The outer quotes need to be double quotes.

vsujeetkumar’s picture

Updated outer quotes as mentioned in #57.

vsujeetkumar’s picture

Status: Needs work » Needs review
vsujeetkumar’s picture

FileSize
1.53 KB

Interdiff added, Please have a look.

quietone’s picture

Status: Needs review » Needs work
+++ b/core/modules/migrate/src/Plugin/migrate/source/SqlBase.php
@@ -242,6 +284,16 @@ protected function prepareQuery() {
+    // Add any configured conditions.

Looks like this was missed from 53.8. This is configuring joins, not conditions.

Setting back to NW for #53: 3, 4, 6 and 9.

This also needs an issue summary update, see Write an issue summary for an existing issue for guidance on doing that.

alison’s picture

@quietone I can try to update the issue summary -- before I dive in, is it because of formatting/structure issue, or content/substance?

Version: 9.2.x-dev » 9.3.x-dev

Drupal 9.2.0-alpha1 will be released the week of May 3, 2021, which means new developments and disruptive changes should now be targeted for the 9.3.x-dev branch. For more information see the Drupal core minor version schedule and the Allowed changes during the Drupal core release cycle.

Matroskeen made their first commit to this issue’s fork.

Matroskeen’s picture

Assigned: Unassigned » Matroskeen
Issue tags: +Needs change record

I'll try to review and address the remaining points. In the meantime, feel free to edit the issue summary.

We would also need to add a change record describing a new feature - adding a tag.

quietone’s picture

@alisonjo315, thanks.

I default to thinking in lists, so this will be brief.

  • Problem/Motivation - this fine, it is easy to understand.
  • Proposed resolution - This shows several options as the resolution. If there has been agreement on the option then this should show just that and I like to link to the comment where the approach was agreed to. That is really helpful on very long issues. This section is what the reviewer and committer compare the code with to determine if the patch is doing what it should.
  • Remaining tasks - just check that this is up to date
  • User interface changes - The boilerplate code needs to be removed. I often add a N/A to indicate that I did look at the section and other times I delete it.
  • API changes - Same as the 'User interface changes' section
  • Data model changes - Same as the 'User interface changes' section
  • Release notes snippet - Same as the 'User interface changes' section

Matroskeen’s picture

@quietone the answer for #53.9 is in #21.

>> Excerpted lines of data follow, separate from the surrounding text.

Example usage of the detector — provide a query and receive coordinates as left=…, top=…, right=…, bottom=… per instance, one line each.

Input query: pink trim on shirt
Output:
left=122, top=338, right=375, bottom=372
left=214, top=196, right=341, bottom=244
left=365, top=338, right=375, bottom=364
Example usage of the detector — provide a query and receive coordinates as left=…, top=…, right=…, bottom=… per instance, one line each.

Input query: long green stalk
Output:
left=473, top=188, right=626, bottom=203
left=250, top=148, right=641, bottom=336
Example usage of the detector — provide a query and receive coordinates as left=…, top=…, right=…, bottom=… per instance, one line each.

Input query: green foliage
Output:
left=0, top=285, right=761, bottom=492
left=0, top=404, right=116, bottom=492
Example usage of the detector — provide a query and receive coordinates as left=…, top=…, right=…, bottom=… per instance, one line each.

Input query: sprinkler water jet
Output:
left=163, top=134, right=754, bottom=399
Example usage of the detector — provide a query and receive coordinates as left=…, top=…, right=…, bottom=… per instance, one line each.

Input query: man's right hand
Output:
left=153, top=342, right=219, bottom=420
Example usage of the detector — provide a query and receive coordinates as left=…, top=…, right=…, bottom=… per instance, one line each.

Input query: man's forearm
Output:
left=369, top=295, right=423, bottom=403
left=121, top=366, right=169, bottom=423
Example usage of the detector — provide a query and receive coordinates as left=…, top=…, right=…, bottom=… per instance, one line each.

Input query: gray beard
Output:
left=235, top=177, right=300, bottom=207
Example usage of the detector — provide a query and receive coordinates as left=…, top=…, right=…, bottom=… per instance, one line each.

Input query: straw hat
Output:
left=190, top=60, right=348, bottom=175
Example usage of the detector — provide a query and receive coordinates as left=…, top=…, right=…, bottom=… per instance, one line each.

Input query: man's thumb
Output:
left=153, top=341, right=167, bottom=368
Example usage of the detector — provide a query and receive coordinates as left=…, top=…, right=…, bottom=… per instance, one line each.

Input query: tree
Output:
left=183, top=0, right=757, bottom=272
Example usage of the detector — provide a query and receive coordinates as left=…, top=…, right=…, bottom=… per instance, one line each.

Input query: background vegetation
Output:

I opened a merge request with some changes on top of #58:
1) Improved documentation and came up with some real examples (at least I hope so);
2) Added a bit more superpower by switching from join() to addJoin(), which can be used to specify a type of join. I think it mght be helpful in some cases and defaults to INNER, which is the same as join();
3) Improved SqlBase constructor a bit;

I think we need more tests with real source plugins. Is it fine to add more test cases to the existing source plugin tests like Drupal\Tests\node\Kernel\Plugin\migrate\source\d7\NodeTest?

The other important thing is the issue mentioned in #44. Currently, the conditions are not affecting the source count, which is gonna be confusing.

If I have 10 nodes in D7 site, and I'm adding a condition, I'm still seeing 10 as Total, which makes me think conditions don't work (but they actually do).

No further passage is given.